TOP5, liga II
Kolorowo dziś:)
Jeśli ktokolwiek miałby bronić dostępu do Waszej bramki, to w drugiej kolejce bez wątpienia to wyróżnienie musiałoby powędrować do Piotrka Biełasza. Golkiper Mają Rozmach pokazał, że bramkarskie rzemiosło nie jest mu obce. „Kocisko” tak jego występ skwitował koordynator. Kilka znakomitych interwencji, które utrzymały przy życiu jego ekipę a ta, na chwilę przed końcową syreną… creme de la creme, palce lizać ! Dzięki temu Mają Rozmach odnoszą drugie zwycięstwo w sezonie – w pierwszej kolejce strzelili prawie równo z końcową syreną a teraz, dzięki „Pjoterowi” dopisali trzy oczka do ligowej tabeli.
Rainter po spadku do II ligi nie błyszczy, ale w meczu z Grubassami znalazł się jeden as w ich talii a mowa tu o Pawle Zimnochu. Dobre ustawianie w defensywie, asysta oraz dwa gole w tym decydujący w 30 minucie spotkania nie pozostawiły wątpliwości co do słuszności wyboru koordynatora.
Pierwszym „skrzydłowym” w naszym zestawieniu będzie Kamil Horodeński. Gracz Unibepu w meczu przeciwko Progressowi – swojej byłej drużynie mądrze dyrygował ekipą z Bielska Podlaskiego. Gdy w 21 minucie FC Progress strzelił bramkę kontaktową – Kamil postanowił wziąć sprawy w swoje nogi i cztery minuty później zdobył gola, który ostatecznie zamknął to spotkanie.
Czasami trzeba zrobić krok w tył, by później… zrobić z pięć do przodu. Dawid Kosowski pomimo kilku propozycji z I ligi postanowił odbudować formę i morale po nieudanym sezonie orlikowym w II-ligowym Osmarze i ten ruch okazał się strzałem w dziesiątkę. Już Superpuchar dawał sygnały tego, że Dawid ewidentnie jest w gazie, ale pięć strzelonych bramek w meczu przeciwko Walecznym Orłom ( w tym cztery w niecałe cztery minuty) mówią same za siebie.
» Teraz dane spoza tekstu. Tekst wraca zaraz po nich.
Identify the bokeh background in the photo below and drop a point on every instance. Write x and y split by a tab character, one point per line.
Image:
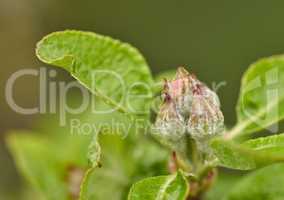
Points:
217	40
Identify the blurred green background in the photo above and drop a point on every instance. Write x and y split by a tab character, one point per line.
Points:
217	40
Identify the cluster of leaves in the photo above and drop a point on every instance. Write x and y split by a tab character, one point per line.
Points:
56	162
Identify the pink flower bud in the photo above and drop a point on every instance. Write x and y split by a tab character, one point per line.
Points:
189	108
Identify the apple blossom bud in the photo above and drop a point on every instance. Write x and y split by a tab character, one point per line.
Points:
189	108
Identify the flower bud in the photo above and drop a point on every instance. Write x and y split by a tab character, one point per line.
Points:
189	108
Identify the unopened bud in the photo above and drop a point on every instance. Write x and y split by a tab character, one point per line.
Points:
189	108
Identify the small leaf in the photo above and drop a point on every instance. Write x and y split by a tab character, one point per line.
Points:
112	70
39	164
94	153
251	154
167	74
231	155
264	184
225	181
261	100
122	162
174	187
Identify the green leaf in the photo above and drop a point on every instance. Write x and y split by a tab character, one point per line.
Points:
225	181
251	154
112	70
264	184
36	159
261	100
167	74
173	187
232	155
122	162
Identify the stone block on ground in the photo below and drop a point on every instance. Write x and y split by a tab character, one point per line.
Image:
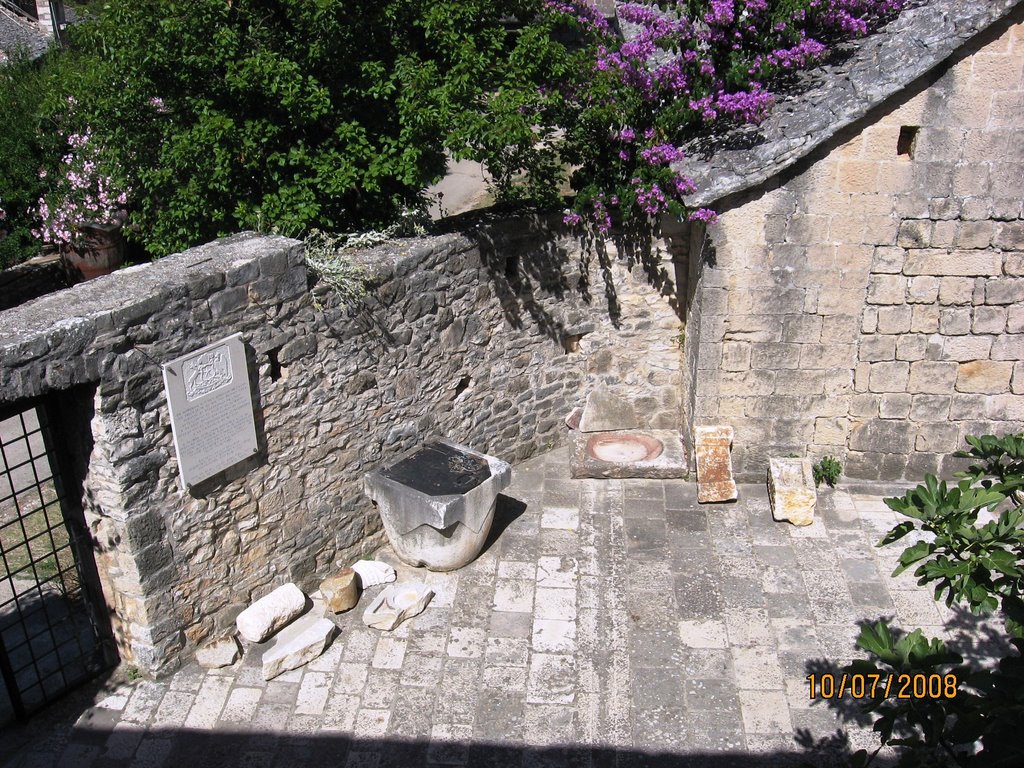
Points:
791	491
219	653
341	592
606	412
712	448
269	613
395	604
373	572
298	644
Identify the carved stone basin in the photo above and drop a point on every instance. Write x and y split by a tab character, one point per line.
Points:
437	503
628	453
624	448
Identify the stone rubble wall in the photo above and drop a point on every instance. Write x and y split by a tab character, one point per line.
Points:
463	336
869	304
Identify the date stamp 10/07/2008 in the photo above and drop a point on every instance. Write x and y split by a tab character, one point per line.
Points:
836	685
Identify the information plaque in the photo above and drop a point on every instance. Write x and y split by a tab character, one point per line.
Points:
211	409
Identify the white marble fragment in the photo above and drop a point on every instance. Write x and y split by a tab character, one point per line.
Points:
269	613
791	491
395	604
297	644
373	572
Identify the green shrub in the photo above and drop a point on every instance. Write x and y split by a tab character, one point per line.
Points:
23	155
298	113
828	470
971	548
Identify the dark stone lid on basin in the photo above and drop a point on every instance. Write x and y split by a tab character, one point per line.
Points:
439	469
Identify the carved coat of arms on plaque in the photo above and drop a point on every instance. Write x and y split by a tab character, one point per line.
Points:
211	409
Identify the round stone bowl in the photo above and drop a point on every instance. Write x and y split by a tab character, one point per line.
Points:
624	449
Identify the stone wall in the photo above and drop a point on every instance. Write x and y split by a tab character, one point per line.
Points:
487	338
867	303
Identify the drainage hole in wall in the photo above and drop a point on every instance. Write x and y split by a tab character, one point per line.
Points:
907	141
571	343
464	383
271	356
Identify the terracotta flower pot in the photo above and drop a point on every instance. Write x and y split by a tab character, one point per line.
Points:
100	251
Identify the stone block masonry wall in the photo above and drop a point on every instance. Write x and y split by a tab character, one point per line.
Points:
465	337
872	298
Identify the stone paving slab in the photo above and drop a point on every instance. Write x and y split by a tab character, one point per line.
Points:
609	623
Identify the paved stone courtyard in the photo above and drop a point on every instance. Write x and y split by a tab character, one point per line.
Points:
610	623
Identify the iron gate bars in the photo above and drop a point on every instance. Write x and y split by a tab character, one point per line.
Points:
51	637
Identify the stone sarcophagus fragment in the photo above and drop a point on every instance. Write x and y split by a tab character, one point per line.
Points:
791	491
712	446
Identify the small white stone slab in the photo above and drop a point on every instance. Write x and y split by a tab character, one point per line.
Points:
269	613
298	644
791	491
373	572
211	410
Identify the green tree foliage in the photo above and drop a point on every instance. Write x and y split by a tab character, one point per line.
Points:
302	113
971	547
26	148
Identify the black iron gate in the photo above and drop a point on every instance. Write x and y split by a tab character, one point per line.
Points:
53	629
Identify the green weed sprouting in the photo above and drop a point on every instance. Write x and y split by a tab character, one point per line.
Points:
326	257
827	470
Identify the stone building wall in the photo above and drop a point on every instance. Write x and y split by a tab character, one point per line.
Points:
869	302
487	338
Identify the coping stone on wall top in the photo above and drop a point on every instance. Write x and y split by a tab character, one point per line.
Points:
924	36
121	290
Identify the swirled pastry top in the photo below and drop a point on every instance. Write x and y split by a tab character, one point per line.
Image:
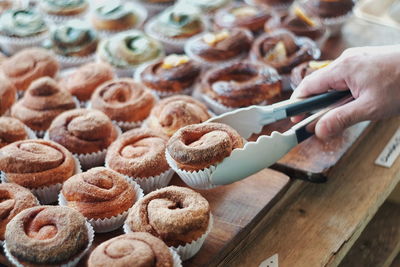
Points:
84	80
36	163
22	23
43	101
281	50
63	7
134	249
99	193
73	39
123	100
173	73
175	112
138	153
129	49
252	18
177	215
222	45
47	235
198	146
241	84
28	65
180	21
14	199
11	130
83	131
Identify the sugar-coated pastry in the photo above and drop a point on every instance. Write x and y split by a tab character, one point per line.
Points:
199	146
175	112
28	65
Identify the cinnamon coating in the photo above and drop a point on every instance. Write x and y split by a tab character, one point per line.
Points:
98	193
84	81
36	163
11	130
7	94
175	112
28	65
14	199
241	84
171	79
134	249
123	100
83	131
177	215
138	153
43	101
200	146
47	235
281	50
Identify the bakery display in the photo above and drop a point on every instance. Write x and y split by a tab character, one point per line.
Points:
174	74
14	199
42	102
177	215
28	65
47	235
175	112
126	102
83	81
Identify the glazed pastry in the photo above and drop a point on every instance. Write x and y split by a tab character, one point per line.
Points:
47	235
14	199
22	23
84	80
134	249
138	153
43	101
221	46
129	49
99	193
28	65
172	74
305	69
36	163
281	50
7	94
123	100
199	146
11	130
83	131
63	7
241	84
244	16
74	39
175	112
176	215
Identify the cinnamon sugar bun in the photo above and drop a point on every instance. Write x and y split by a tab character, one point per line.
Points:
14	199
123	100
84	80
176	215
134	249
28	65
175	112
47	235
43	101
199	146
83	131
36	163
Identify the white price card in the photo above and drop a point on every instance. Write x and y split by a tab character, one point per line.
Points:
390	152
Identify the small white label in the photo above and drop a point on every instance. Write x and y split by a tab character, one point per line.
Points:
390	152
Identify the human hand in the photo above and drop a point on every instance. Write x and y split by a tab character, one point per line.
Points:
373	76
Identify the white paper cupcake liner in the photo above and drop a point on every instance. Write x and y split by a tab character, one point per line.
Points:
196	179
73	262
108	224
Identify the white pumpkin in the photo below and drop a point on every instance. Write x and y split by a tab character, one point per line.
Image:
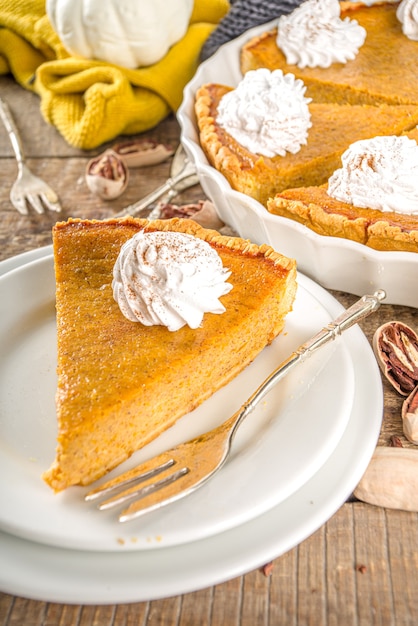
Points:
130	33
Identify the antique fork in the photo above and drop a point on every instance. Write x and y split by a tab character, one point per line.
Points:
183	175
178	472
28	189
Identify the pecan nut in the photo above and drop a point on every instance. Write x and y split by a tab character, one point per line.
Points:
107	175
396	348
142	152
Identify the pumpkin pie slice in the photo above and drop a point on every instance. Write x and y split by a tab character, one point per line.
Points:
384	70
313	207
120	383
334	128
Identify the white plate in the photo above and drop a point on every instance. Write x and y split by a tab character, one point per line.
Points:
54	574
333	262
281	445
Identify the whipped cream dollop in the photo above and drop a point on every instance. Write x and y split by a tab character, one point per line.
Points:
267	113
407	14
169	279
314	35
379	173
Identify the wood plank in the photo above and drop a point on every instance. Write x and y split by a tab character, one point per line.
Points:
311	605
226	603
402	532
283	592
374	585
340	570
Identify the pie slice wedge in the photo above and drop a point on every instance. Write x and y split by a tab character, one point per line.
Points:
120	384
334	128
383	71
313	207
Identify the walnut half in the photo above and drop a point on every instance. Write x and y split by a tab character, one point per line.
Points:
396	348
107	175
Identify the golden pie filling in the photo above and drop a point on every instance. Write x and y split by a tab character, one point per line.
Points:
121	383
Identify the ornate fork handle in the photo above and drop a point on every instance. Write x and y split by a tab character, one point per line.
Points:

Powtórzmy – pięć goli w jednym meczu, w tym cztery w niecałe cztery minuty… Chapeau bas Panie Dawidzie.
A na szpicy Patryk Błaszko z FC Bajaga. W zaciętym meczu z Ramisem był motorem napędowym swojej drużyny raz po raz siejąc spustoszenie w szykach defensywnych swoich rywali. To właśnie jego przebojowość sprawiała tyle kłopotów Ramisowi, który często musiał uciekać się do fauli, by zatrzymać Patryka. Zawodnik Bajagi strzelił w tym spotkaniu pierwszego gola, ale był zdecydowanie najjaśniejszym punktem swojego zespołu.